Skip this process if there is already a siphoning hose. If not, install it as per the instruction and put the hose inside the antifreeze container.

Open the valve and then start the water pump, so it can distribute the antifreeze through the water system.

b. Flow the antifreeze to the external water system

Start the process by opening the valves or plugs of the low point drains and then gradually moving to other drains. The water will run out and turn pink at one point when antifreeze enters the pipes.
If there is any external faucet or shower, run the hot and cold sides one by one and turn off when pink antifreeze comes out instead of water.
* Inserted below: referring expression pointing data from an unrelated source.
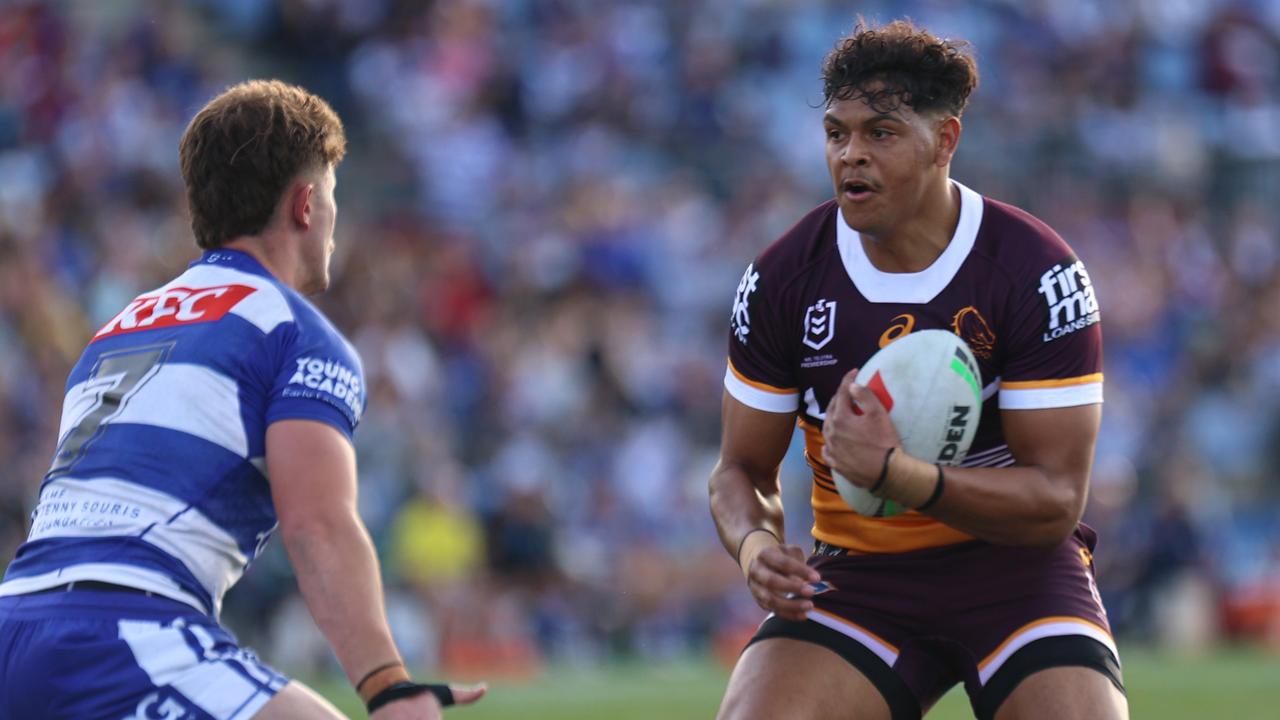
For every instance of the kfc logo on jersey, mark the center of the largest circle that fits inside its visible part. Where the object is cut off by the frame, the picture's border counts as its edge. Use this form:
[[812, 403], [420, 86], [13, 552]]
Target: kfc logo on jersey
[[323, 377], [176, 306], [741, 318], [819, 323], [1070, 300]]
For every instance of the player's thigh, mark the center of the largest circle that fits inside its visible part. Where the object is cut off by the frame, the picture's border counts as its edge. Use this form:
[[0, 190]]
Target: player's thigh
[[1065, 693], [298, 702], [799, 680]]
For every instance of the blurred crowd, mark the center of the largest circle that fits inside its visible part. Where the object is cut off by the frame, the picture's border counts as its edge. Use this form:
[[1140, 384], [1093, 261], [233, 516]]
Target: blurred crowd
[[544, 212]]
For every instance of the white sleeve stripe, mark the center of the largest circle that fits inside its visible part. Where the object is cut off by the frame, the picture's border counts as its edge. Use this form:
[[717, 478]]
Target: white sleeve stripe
[[759, 399], [1040, 399]]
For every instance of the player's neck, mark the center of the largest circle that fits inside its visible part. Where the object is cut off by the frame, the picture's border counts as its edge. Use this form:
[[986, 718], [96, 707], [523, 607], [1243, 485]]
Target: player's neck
[[277, 255], [917, 242]]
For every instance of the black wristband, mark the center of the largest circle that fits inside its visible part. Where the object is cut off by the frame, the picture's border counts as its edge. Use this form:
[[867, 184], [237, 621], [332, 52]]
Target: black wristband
[[883, 472], [401, 691], [376, 670], [737, 556], [937, 491]]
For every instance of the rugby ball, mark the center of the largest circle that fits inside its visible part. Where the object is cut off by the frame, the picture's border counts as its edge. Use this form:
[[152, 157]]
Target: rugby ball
[[932, 388]]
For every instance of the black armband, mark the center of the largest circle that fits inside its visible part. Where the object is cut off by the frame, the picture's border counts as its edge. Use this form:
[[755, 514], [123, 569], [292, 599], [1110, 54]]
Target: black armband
[[401, 691]]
c. Run antifreeze through the internal water system

Just repeat the previous steps from all faucets and showers in the kitchens and bathroom. Run the hot and cold sides and stop them after antifreeze comes through the pipes.

d. Treat the P-traps

The last step of how to winterize a camper is treating the P-traps with antifreeze. Just pour some cooler down the sinks of the toilet and kitchen. After everything is done, make sure that you’ve closed all faucets and switched off the water heater.

This is how to winterize an RV without taking professional help. Be careful about following all steps and treating all water pipes and sinks with antifreeze. In this way, your RV will stay damage-free even if the weather gets extreme at times.

In case you find these processes too complicated, don’t hesitate to hire a qualified service professional. It’s better to pay for the service when you don’t have confidence in your skills.